Un sentimiento mezcla de pesar, culpabilidad y desesperación estalló en las entrañas del semielfo, inundando todos sus órganos. No veía apenas, una sanguinolenta oleada había empañado sus ojos.
Enarboló la espada sin tener conciencia de haberla desenvainado y, al instante, le sobrecogió el frío contacto de su empuñadura. El rostro de Berem se hallaba inmerso en un mar de tonos rojizos donde destacaban sus ojos preñados no de terror, sino de pesadumbre. Al ver que los abría hasta desorbitarse, Tanis comprendió que había hundido su acero en aquel cuerpo que se le ofrecía sin resistencia, traspasándolo con tanto ímpetu que oyó el chasquido de sus huesos quebrados seguido del estrépito producido por el filo en la roca donde se apoyaba el herido.
La tibia sangre empapó las manos del semielfo a la vez que un sordo aullido resonaba en su cerebro. Un peso muerto cayó sobre él, y a punto estuvo de derribarle.
Era el cuerpo de Berem lo que le atenazaba, pero ni siquiera lo advirtió. Luchó frenéticamente para liberar su arma y apuñalarle de nuevo, tan empecinado en su ataque que, aunque lo agarraron unas poderosas manos, no acertó sino a desembarazarse de ellas. Cuando recuperó el control de la espada, Berem se desplomó sobre el suelo en un charco de sangre, que manaba a borbotones por su espantosa herida. La joya verde despedía diabólicos destellos en el pecho del inerte individuo.
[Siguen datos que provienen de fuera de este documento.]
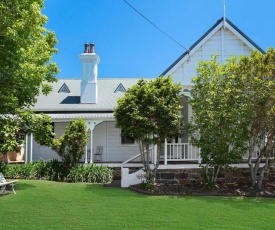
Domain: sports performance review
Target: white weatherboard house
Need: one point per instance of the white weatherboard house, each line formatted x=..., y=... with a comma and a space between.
x=94, y=99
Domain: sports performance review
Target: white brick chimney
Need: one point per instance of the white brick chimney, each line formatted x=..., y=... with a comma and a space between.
x=89, y=60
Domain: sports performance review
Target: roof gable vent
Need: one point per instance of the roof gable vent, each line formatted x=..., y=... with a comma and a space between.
x=120, y=88
x=64, y=89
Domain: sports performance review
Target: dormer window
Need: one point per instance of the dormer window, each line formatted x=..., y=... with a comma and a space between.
x=120, y=88
x=64, y=89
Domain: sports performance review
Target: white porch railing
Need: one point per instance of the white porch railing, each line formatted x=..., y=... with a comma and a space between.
x=188, y=152
x=181, y=152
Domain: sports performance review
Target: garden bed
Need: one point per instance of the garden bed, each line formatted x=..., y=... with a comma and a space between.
x=223, y=189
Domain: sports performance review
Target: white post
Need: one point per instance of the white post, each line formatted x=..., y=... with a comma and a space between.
x=31, y=152
x=26, y=148
x=165, y=151
x=155, y=149
x=86, y=154
x=91, y=139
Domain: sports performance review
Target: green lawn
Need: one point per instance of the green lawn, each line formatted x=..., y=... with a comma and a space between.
x=52, y=205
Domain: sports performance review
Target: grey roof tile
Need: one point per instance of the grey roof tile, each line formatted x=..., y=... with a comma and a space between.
x=70, y=102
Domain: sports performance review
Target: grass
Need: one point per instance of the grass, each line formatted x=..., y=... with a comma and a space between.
x=52, y=205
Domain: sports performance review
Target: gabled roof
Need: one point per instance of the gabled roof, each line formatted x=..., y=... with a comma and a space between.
x=120, y=88
x=221, y=22
x=56, y=102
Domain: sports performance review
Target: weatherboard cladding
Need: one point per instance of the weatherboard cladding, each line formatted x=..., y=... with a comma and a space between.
x=70, y=102
x=205, y=35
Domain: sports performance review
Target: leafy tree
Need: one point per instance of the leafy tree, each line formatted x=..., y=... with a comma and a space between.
x=149, y=112
x=259, y=101
x=26, y=47
x=71, y=145
x=219, y=128
x=233, y=107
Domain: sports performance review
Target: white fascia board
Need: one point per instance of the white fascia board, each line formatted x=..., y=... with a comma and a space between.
x=238, y=35
x=186, y=57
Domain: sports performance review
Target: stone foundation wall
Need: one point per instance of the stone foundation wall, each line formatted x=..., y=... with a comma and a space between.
x=189, y=176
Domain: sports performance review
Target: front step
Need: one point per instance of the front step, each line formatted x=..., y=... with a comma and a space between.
x=113, y=184
x=128, y=179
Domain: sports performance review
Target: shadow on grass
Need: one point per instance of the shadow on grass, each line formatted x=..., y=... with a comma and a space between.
x=101, y=190
x=23, y=186
x=242, y=203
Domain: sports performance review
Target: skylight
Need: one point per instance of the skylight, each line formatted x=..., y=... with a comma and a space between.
x=120, y=88
x=64, y=89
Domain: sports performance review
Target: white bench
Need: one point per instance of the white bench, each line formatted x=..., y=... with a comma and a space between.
x=4, y=184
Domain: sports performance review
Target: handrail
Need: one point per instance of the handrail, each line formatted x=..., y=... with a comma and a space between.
x=132, y=158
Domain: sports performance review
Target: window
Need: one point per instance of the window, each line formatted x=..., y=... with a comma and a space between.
x=120, y=88
x=64, y=89
x=126, y=139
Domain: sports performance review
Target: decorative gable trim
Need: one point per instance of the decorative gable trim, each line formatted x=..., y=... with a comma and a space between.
x=64, y=89
x=221, y=22
x=120, y=88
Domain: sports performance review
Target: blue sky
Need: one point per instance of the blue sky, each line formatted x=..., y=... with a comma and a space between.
x=129, y=46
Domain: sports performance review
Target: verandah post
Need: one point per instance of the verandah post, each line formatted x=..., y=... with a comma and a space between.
x=165, y=151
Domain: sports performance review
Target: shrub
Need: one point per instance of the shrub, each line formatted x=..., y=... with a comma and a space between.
x=54, y=170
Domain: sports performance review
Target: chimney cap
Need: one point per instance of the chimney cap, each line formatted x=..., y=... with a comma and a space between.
x=92, y=47
x=86, y=48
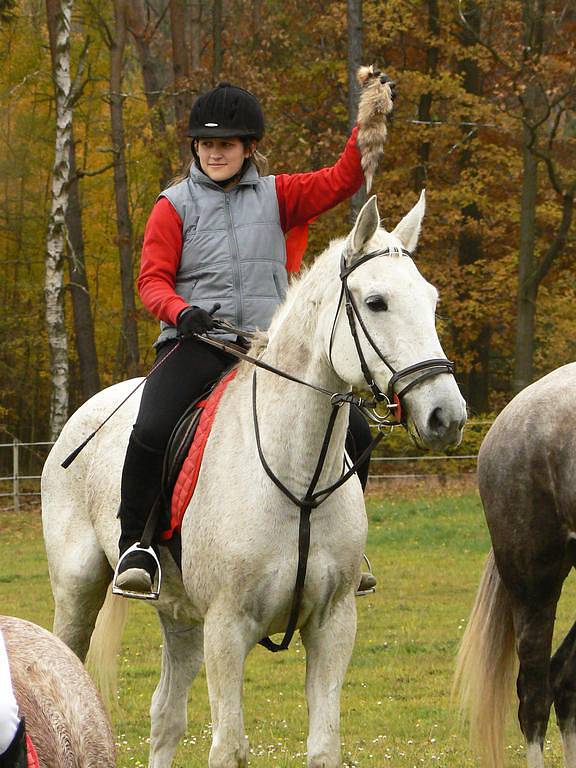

Oyó tras su espalda una profunda y cavernosa voz, que se confundió con los sollozos suplicantes de una mujer y un aullido de dolor. Enfurecido, Tanis dio media vuelta para encararse con quienes habían tratado de refrenarle. Vio a un hombre robusto con el semblante contraído y una muchacha pelirroja por cuyos pómulos corrían sendos torrentes de lágrimas, pero no los reconoció. Se acercó a la pareja un anciano de edad incalculable, que irradiaba paz pese a que en sus ojos brillaba la llama del sufrimiento, y esbozó una gentil sonrisa al mismo tiempo que posaba la mano en el hombro del semielfo.
Su contacto le produjo el mismo efecto que el agua fresca en las sienes de un enfermo devastado por la fiebre. La sangrienta bruma se desvaneció de los ojos de Tanis, quien soltó la espada manchada de sangre para arrodillarse en pleno llanto a los pies de Fizban. El anciano se inclinó hacia adelante y le dio unas reconfortantes palmadas.
—Sé fuerte, Tanis —le alentó—, debes despedirte de alguien a quien espera un largo viaje.